Setiap Tahun Jukir di Kota Malang Dievaluasi, Pelanggaran Kartu Anggota Dicabut

Pasar Takjil Jalan Surabaya Kota Malang
Parkir dua shaf hingga memakan badan jalan di Pasar Takjil Jalan Surabaya Kota Malang (blok-a/Satria Akbar Sigit)

Kota Malang, blok-a.com – Sebagai salah satu langkah untuk mengatasi konflik perparkiran yang kerap dikeluhkan masyarakat Kota Malang, Dinas Perhubungan (Dishub) Kota Malang mengadakan pembinaan bagi juru parkir (jukir).

Kegiatan ini dilaksanakan untuk memberikan pemahaman tentang pentingnya pengelolaan parkir yang sesuai aturan kepada petugas terkait.

Kepala Dishub Kota Malang, Widjaja Saleh Putra, menjelaskan bahwa pembinaan ini fokus pada sosialisasi Kartu Tanda Anggota (KTA) Juru Parkir dan penindakan pelanggaran parkir.

Widjaja menyebutkan bahwa dari 1.005 titik parkir, ada 3.475 jukir yang sudah memiliki KTA. Setiap titik parkir biasanya memiliki 3 sampai 5 orang jukir. Tantangan terbesar adalah mendeteksi jukir liar yang tidak terdaftar.

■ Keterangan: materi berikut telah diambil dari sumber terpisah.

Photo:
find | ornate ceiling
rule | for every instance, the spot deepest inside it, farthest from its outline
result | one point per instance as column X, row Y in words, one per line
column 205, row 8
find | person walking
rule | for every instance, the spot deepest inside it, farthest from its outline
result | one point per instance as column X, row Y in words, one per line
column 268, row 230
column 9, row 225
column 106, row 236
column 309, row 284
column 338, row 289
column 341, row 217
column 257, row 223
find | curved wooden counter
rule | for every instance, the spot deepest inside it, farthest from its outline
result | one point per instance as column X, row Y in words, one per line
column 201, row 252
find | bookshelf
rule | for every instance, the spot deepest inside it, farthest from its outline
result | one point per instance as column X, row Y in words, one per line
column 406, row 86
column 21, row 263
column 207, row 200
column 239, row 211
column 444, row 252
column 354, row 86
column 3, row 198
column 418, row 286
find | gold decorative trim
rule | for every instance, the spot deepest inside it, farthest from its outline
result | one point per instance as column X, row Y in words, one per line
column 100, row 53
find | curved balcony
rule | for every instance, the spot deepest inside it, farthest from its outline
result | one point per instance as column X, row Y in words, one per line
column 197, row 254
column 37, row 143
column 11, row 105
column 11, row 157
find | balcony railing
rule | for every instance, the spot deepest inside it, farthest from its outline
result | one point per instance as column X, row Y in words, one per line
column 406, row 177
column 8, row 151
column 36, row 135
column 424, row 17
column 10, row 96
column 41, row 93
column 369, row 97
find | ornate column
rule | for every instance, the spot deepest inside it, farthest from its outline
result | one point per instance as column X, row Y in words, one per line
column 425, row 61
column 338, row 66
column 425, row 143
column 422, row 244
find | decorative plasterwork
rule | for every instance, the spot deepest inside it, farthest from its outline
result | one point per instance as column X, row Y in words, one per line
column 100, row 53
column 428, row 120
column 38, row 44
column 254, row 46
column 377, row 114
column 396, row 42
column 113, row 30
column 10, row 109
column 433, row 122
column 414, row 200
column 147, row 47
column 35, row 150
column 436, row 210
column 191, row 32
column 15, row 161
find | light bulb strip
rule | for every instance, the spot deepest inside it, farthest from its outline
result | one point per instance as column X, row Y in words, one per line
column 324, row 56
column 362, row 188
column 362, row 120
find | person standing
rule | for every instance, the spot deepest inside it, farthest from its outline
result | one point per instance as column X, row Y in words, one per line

Widjaja menekankan pentingnya KTA sebagai bukti bahwa jukir tersebut resmi bertugas di bawah wewenang Dishub Kota Malang. Jukir yang tidak bisa menunjukkan KTA berarti tidak berhak memungut biaya parkir. “KTA ini adalah tanda bahwa jukir tersebut adalah petugas parkir resmi di sana,” jelasnya.

KTA ini juga diharapkan menjadi pengingat bagi jukir untuk selalu bertanggung jawab dalam pekerjaannya. KTA tidak bersifat seumur hidup, tapi harus diperpanjang setiap tahun, sekaligus menjadi penilaian bagi kinerja jukir.

Widjaja menjelaskan, jika jukir melakukan pelanggaran dua kali, akan dipertimbangkan untuk evaluasi. Jika pelanggaran sampai tiga kali, KTA akan dicabut sesuai Standar Operasional Prosedur (SOP) yang berlaku.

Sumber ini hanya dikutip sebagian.